De schade van [eiser] bestaat uit het bedrag dat [eiser] aan [betrokkene 3] op grond van het vonnis van het Landgericht Hamburg heeft moeten terugbetalen, voor zover dat bedrag de koopprijs die [eiser] voor de Jaguar X150 aan [gedaagde 1] heeft betaald [10] , overstijgt. De rechtbank is van oordeel dat die schade het gevolg is van het bedrog van [gedaagde 1] , en niet, zoals [gedaagde 1] heeft gesteld, alleen van het feit dat [eiser] de Jaguar XK150 aan [betrokkene 3] heeft verkocht onder de vermelding ‘matching numbers’-motor. [gedaagde 1] heeft de Jaguar XK150 immers aan [eiser] verkocht als een voertuig met ‘matching numbers’. [11] [eiser] op haar beurt heeft de Jaguar XK150 daarom doorverkocht aan [betrokkene 3] onder de vermelding dat de Jaguar een ‘matching numbers’-motor heeft. Het Landgericht heeft geoordeeld dat de Jaguar XK150 niet beantwoordt aan de overeenkomst met [betrokkene 3] omdat geen sprake is van een ‘matching numbers’-motor. Daarmee is de schade van [eiser] die voortvloeit uit het vonnis van het Landgericht het gevolg van de mededeling van [gedaagde 1] dat de Jaguar XK150 ‘matching numbers’ heeft en de onjuiste informatie die hij in dat verband aan [eiser] heeft gegeven en de informatie die hij voor [eiser] heeft verzwegen over de identiteit van het voertuig.
6.38.
[gedaagde 1] heeft op zichzelf terecht erop gewezen dat het Landgericht Hamburg niet heeft geoordeeld dat de Jaguar XK150 niet als origineel is aan te merken of dat het een vervalsing betreft. Het Landgericht heeft echter ook niet geoordeeld dat de Jaguar XK150 wel authentiek is (het Landgericht heeft die vraag in het midden gelaten). Wel heeft het Landgericht onder verwijzing naar de deskundigenrapporten in die procedure geoordeeld dat geen sprake is van een ‘matching-numbers’-motor en dat de Jaguar XK150 al om die reden niet aan de overeenkomst tussen [betrokkene 3] en [eiser] beantwoordt.
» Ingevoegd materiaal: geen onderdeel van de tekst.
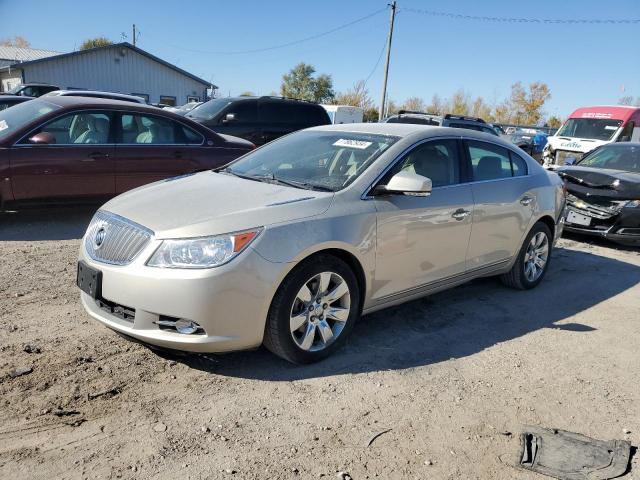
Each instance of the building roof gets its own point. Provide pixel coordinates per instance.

Dat oordeel is ook voor deze procedure tussen [eiser] en [gedaagde 1] relevant, omdat [gedaagde 1] de Jaguar XK150 aan [eiser] heeft verkocht met de mededeling dat sprake is van ‘matching numbers’. Omdat uit het oordeel van het Landgericht en de daaraan ten grondslag liggende deskundigenrapporten volgt dat in elk geval de motor geen ‘matching numbers’ heeft, kan worden geconcludeerd dat de mededeling van [gedaagde 1] aan [eiser] dat de Jaguar XK150 ‘matching numbers’ heeft, ertoe heeft geleid dat [eiser] de onjuiste mededeling aan [betrokkene 3] heeft gedaan dat de Jaguar een motor heeft met ‘matching numbers’.
6.39.
[gedaagde 1] heeft de bevindingen van de Duitse deskundigen die ten grondslag liggen aan het oordeel van het Landgericht Hamburg dat (in elk geval) de motor van de Jaguar XK150 geen ‘matching numbers’ heeft, onvoldoende weersproken. Hij heeft een rapport overgelegd van [betrokkene 5], directeur van Sports Car Centre Garage (‘Engelse en Italiaanse sportwagens’) in [plaats 6]. [betrokkene 5] reageert in dat rapport op de bevindingen van de Duitse deskundige [betrokkene 4] . Ten aanzien van de motor bevestigt [betrokkene 5] juist dat het niet de originele motor is waarmee de wagen de fabriek heeft verlaten en dat het motornummer op een later tijdstip in de motor moet zijn gezet. [betrokkene 5] weerspreekt in zijn rapport niet dat daarmee geen sprake is van een motor met ‘matching numbers’. De rechtbank neemt daarom, in navolging van het Landgericht Hamburg, als vaststaand aan dat in elk geval de motor van de Jaguar XK150 niet voldoet aan het vereiste van ‘matching numbers’. [gedaagde 1] heeft dat op de zitting bij monde van zijn advocaat ook met zoveel woorden erkend, door te stellen dat ‘de nummers vanaf het begin niet klopten’.
6.40.
De rechtbank heeft in het voorgaande geconcludeerd dat de schade van [eiser] het gevolg is van het bedrog van [gedaagde 1] . Dat betekent dat [gedaagde 1] in beginsel de schade aan [eiser] moet vergoeden.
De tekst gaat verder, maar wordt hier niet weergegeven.